# Deep-Shine Detail - Mercedes C63 AMG Mars Red - Lincolnshire Detailer



## Deep-Shine (Apr 2, 2010)

Mercedes Mars Red C63 AMG received an Enhancement Package @ Deep-Shine Detail to remove a high percentage of the swirling etc that was present thus in turn adding clarity and improving gloss levels and the overall presentation of the car.

Please note as per above this is an Enhancement Detail so deeper defects will still be present and is by no means any form of correctional package.

as Normal the safe multi stage contamination process was completed. The Wheels were cleansed using a safe specific wheel cleaner and a selection of brushes.





For the second stage on the wheels Iron X was applied to remove airborne chemical compounds and ferrous particles. The purple coloration is the Iron Cut Cleaner forming a bond to the sintered iron on the car paint and wheel and changing its state to a water soluble for easy removal. Stubborn areas were aggitated using a detail brush. Then A Tar Remover was used to remove tar deposits.

Purple coloration high lights bonded contamination that required removing after the initial cleansing stage, this is extremely important for the effectiveness, bond and durability of the selected wheel protection that is applied at a later stage.

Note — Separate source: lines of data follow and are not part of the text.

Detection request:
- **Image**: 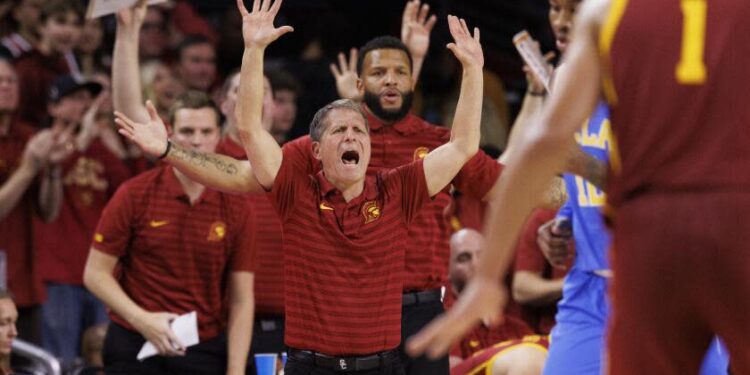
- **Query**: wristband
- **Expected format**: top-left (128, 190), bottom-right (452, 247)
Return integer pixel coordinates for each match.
top-left (157, 139), bottom-right (172, 160)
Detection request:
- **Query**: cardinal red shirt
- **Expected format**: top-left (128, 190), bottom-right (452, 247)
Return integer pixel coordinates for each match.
top-left (216, 137), bottom-right (284, 315)
top-left (92, 166), bottom-right (256, 339)
top-left (268, 148), bottom-right (430, 355)
top-left (285, 112), bottom-right (502, 291)
top-left (514, 209), bottom-right (573, 335)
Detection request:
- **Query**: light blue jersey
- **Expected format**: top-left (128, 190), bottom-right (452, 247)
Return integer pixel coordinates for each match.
top-left (557, 103), bottom-right (612, 271)
top-left (543, 102), bottom-right (728, 375)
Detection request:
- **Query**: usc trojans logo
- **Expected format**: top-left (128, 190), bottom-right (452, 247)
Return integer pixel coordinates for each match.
top-left (414, 146), bottom-right (430, 161)
top-left (362, 201), bottom-right (380, 224)
top-left (207, 221), bottom-right (227, 242)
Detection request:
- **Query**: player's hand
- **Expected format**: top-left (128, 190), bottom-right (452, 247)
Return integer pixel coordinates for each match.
top-left (330, 48), bottom-right (362, 101)
top-left (115, 100), bottom-right (168, 157)
top-left (447, 16), bottom-right (484, 69)
top-left (406, 276), bottom-right (507, 358)
top-left (76, 90), bottom-right (109, 152)
top-left (401, 0), bottom-right (437, 59)
top-left (237, 0), bottom-right (294, 49)
top-left (21, 129), bottom-right (54, 172)
top-left (117, 0), bottom-right (148, 31)
top-left (536, 218), bottom-right (573, 269)
top-left (131, 312), bottom-right (185, 356)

The car was then blanketed with a citrus cleansing foam for it's pre-wash to help soften and remove light surface contaminates it was left to dwell for a few minutes before attacking hard to reach areas with a detailing brush.

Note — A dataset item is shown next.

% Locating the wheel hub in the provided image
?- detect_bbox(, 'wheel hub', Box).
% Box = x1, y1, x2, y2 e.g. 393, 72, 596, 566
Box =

Inner arches cleansed with some APC and brushes



The car was washed using the 2 bucket method, grit guards and a selection of wash mitts.



Once inside the car was fully clayed. The previous stages safely dissolve/remove larger bonded contaminates/tar spots this massively reduces the risk of picking up a large particle in the clay which could mark the paint.



The C63 was then fully dried using a drying towel. A Hot air blower was used to aid removing standing water from shut lines and light recesses etc



The Mercedes then received the machine polishing stages of the Enhancement Package. Vulnerable areas such as rubber and plastic edges were masked up as a precaution. Various machines, compounds and pads were utilised which were dictated by the contours, defects & access of the area worked on to achieve the best improvement and results possible within the constraints of the package.



Here are a selection of before and afters demonstrating the improvement achieved from the Enhancement.

Over all there were no major issues with the car and the paint was generally not in bad shape mainly just suffering from light defects such as swirling and light marring, some may have noticed the car has been fitted with a 507 edition bonnet which has non factory paint this brought some pig pigtailing and hazing into the equation.























Once the polishing stages were complete a final panel wipe down was completed, quick image captured of the 507 Edition bonnet freshly polished, refined, wiped down and awaiting protection



Swissvax Best Of Show Was Applied. Wheels prepared with Swissvax cleaner fluid & protected with Autobahn. Tyres dressed with pneu.



completion images





















Many Thanks Adi @ Deep-Shine Detail​


----------



## Naddy37 (Oct 27, 2005)

Another cracking write up. Nice work!!


----------



## matt1234 (Dec 2, 2013)

Awesome mate. Nice to see one in red rather than white.


----------



## Deep-Shine (Apr 2, 2010)

matt1234 said:


> Awesome mate. Nice to see one in red rather than white.


Definitely mate majority seem to be white or black. suits the car and always works well with the black details :thumb:


----------



## tonyy (Jul 26, 2008)

Superb job:thumb:


----------



## ted11 (Jul 8, 2011)

very,very nice.


----------



## Goodfella36 (Jul 21, 2009)

Nice work even liked to see handle of duster resting on microfibre its the strangest things you notice in other peoples work that shows they care :thumb:


----------



## Tembaco (Jun 28, 2014)

Wouww! As a MB fan this is if i'm looking to a beautyfull woman. Nice detail!


----------



## taz007 (Dec 31, 2007)

stunning car - great job there.


----------



## ESPEC (Jul 12, 2014)

Love the car wish I had one!


----------



## Deep-Shine (Apr 2, 2010)

ESPEC said:


> Love the car wish I had one!


You should get one mate would suit you :thumb:


----------



## Neno330 (Dec 19, 2013)

Beautiful


----------



## A&J (Mar 4, 2015)

I love a great looking red car...great job


----------



## muzzer (Feb 13, 2011)

I always look forward to your posts Adi, great write up, cracking work and all round quality pictures, this one is no different and up to your usual high standards :thumb:


----------



## 6stw (Aug 23, 2014)

Doesn't get much better than that! Great job as always.


----------



## taz007 (Dec 31, 2007)

nice work on a stunning car


----------



## SteveTDCi (Feb 8, 2006)

I love that colour and they sound great.

Odd question coming up ..... Did you paint the floor ? We are painting the floor of our storage unit but are trying to find some decent paint and are looking for suggestions.


----------



## Deep-Shine (Apr 2, 2010)

SteveTDCi said:


> I love that colour and they sound great.
> 
> Odd question coming up ..... Did you paint the floor ? We are painting the floor of our storage unit but are trying to find some decent paint and are looking for suggestions.


Hi Steve

yes we painted the floor originaly using a 2pk Floor paint from Regal Paints, it was ok for a whilst but quickly started to show signs of wear so we had an Altro safety Flooring fitted :thumb:


----------



## LeeToll (Jun 25, 2014)

Another beautiful car. Your unit also looks very nice and professional!


----------



## Neno330 (Dec 19, 2013)

Perfect place to work and also great car


----------



## Neno330 (Dec 19, 2013)

What are dimensions of your detailing studio?


----------